Tekil Mesaj gösterimi
Alt 08-13-2015, 05:00 PM   #2
meltem
Senior Member
 
Üyelik tarihi: Apr 2015
Mesajlar: 11.064
Standart

Hey, bir “Sam” gördüm sanki!

Gerek siperler arası geçişerde, gerekse umarsızca etrafta dolaşmalarımız esnasında düşman tarafından fark edilebiliyoruz. Fark edilme durumunu ikiye ayırabiliriz. İlk seviyede, düşmanlar bir şey gördüklerini, bir şeyin hareket ettiğini hissediyor ve sadece dikkat kesiliyorlar. Bir süre ses çıkmazsa tekrar sakin hayatlarına devam ediyorlar. Eğer ses çıkarmaya ya da hareket etmeye devam edersek, bu sefer ekranda beliren fark edilme derecesi kırmızıya dönüşüyor ve herkes alarma geçiyor. Deli danalar gibi etrafta koşuşturmaya, bağırışmaya ve hatta ateş etmeye başlayan düşmanlardan kurtulmak için bir an evvel başka sipere saklanmamız gerekiyor.

Düşmanlar tarafından fark edildiğimiz anda, son görüldüğümüz yerde bir silüetimiz oluşuyor. Gizlilik temalı oyunlarda benzer bir teknik kullanılıyor olsa da Conviction’da bu sistem en üst seviyeye çıkarılmış ve üzülerek söylüyorum ki, oyunu fazlasıyla kolaylaştırmış. Hatırlarsanız, demo yazısında da benzer bir tespit yapmıştım ve asıl oyunda bunun düzeltileceğini umduğumu söylemiştim.
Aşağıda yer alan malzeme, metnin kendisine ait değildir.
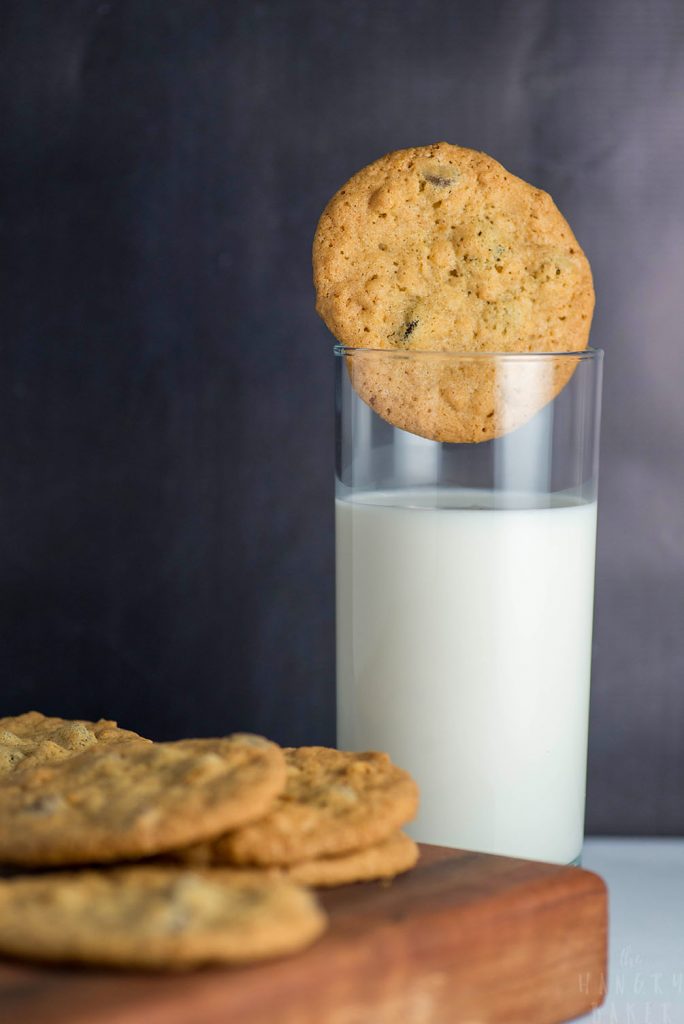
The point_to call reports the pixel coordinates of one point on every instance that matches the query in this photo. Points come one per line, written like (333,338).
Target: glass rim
(588,353)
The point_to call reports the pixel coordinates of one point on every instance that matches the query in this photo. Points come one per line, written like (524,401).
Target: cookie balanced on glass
(468,410)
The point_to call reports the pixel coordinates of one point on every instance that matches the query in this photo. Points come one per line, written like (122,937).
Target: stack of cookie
(226,834)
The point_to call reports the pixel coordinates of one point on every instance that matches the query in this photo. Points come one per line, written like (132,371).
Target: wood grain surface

Kesinlikle şurası bir gerçek ki, “son görüldüğün nokta” sistemi, en yüksek zorluk seviyesinde bile yapay zekanın çuvallamasına neden oluyor.
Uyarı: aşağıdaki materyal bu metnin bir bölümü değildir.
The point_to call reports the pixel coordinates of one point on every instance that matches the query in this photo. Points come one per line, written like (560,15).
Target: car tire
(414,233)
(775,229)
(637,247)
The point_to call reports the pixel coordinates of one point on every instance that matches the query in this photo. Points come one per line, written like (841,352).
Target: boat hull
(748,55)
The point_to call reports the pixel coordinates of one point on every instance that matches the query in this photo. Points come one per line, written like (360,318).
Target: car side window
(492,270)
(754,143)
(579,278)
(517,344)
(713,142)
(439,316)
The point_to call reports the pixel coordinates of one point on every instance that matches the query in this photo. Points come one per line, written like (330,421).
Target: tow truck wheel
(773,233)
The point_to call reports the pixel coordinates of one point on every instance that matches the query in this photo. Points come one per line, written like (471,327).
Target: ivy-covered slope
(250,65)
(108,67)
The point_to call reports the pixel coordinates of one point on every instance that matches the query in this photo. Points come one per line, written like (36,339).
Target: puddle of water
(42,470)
Bir kere sistemin işleyişinde hata var. Şöyle ki, herhangi bir anda görüldüğünüz diyelim ve silüetiniz de o noktada oluştu. Hemen yerinizi değiştiriyor ve rakiplerinizin, silüetin olduğu yere gidişini izliyorsunuz. Tam bir yapay zekasızlık örneği göstererek, rakiplerimiz toplu halde silüetin olduğu yere doğru, savunma oluşturmayı akıllarına bile getirmeden, saf saf ilerliyor. İster yol üstüne bomba yerleştirin, isterseniz de atış poligonunda atış talimi yapar gibi silüete doğru giden düşmanları teker teker indirin. Seçim size kalmış.
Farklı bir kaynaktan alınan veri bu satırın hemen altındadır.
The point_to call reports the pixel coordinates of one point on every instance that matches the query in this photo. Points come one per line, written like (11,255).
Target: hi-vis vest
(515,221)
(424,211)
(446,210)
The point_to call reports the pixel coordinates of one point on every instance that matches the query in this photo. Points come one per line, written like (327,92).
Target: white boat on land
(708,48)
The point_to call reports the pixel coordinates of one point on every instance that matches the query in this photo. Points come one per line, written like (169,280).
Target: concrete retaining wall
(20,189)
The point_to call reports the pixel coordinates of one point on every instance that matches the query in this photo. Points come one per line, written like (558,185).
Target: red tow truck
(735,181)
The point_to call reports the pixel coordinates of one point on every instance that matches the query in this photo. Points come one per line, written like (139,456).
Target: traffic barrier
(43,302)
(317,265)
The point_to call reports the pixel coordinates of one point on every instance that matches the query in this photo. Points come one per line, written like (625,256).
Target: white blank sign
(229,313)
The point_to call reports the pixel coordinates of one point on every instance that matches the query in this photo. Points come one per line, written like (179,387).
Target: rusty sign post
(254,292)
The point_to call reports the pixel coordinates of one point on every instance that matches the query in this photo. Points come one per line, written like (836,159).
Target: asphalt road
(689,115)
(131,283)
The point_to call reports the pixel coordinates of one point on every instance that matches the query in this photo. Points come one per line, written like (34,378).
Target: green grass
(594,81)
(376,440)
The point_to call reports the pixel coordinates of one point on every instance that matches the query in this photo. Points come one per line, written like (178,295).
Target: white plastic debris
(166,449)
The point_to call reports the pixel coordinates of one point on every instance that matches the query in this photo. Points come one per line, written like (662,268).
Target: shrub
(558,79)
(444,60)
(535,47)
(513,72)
Ne yapmamız gerektiğini gösteren ipuçları sinematik bir gösterimle karşımıza çıkıyor

Silüetin oluşması, oyunu öyle kolaylaştırıyor ki, en zor seviyede dahi iki nokta arasında gidip gelerek 20’den fazla kişiyi hiç zorlanmadan öldürmeyi başardım. Bu benim becerimi değil, silüet sisteminin ne denli hatalı olduğunu gösteriyor. Size daha da elim bir örnek vereyim. Ofis bölümlerinden birinde içerisinde 16 düşmanın olduğu bir odaya girdim ve girer girmez hemen camdan dışarı fırladım. Aşağı düşmek gibi bir şey söz konusu değil, çünkü Fisher hemen köşelere tutunuyor. Yapay zeka ne yapıyor dersiniz? “Hey, nereye gitti bu adam?” nidalarıyla etrafa bakınıyorlar. Şimdi işin en kolay kısmına geldik. Sam, pencere kenarlarında sanki sokakta yürü gibi, rahatlıkla hareket ettiğinden, bir sağa bir sola seri biçimde yer değiştirebiliyoruz. Bir pencereden ateş edip hemen diğer pencereye geçiyoruz. Bizi kolay kolay fark edemedikleri için bu yöntemle hiç zorlanmadan tüm adamları öldürmeniz işten bile değil. Diyelim ki, fark ettiler ve pencere dibinde silüetiniz oluştu. Hiç sorun değil, hemen iki pendecere yan tarafa gidin. “Acaba aşağı mı atladı bu adam, vah vah” diyerek saf saf aşağı bakan düşmanlar görmeye başlayacaksınız. Düşmanların kafalarını uzatıp aşağıya bakmaları, headshot taliminin sizi beklediği anlamına geliyor. Tüm düşmanların hayatları elinizde. Bundan sonrası becerinize değil, insafınıza kalmış.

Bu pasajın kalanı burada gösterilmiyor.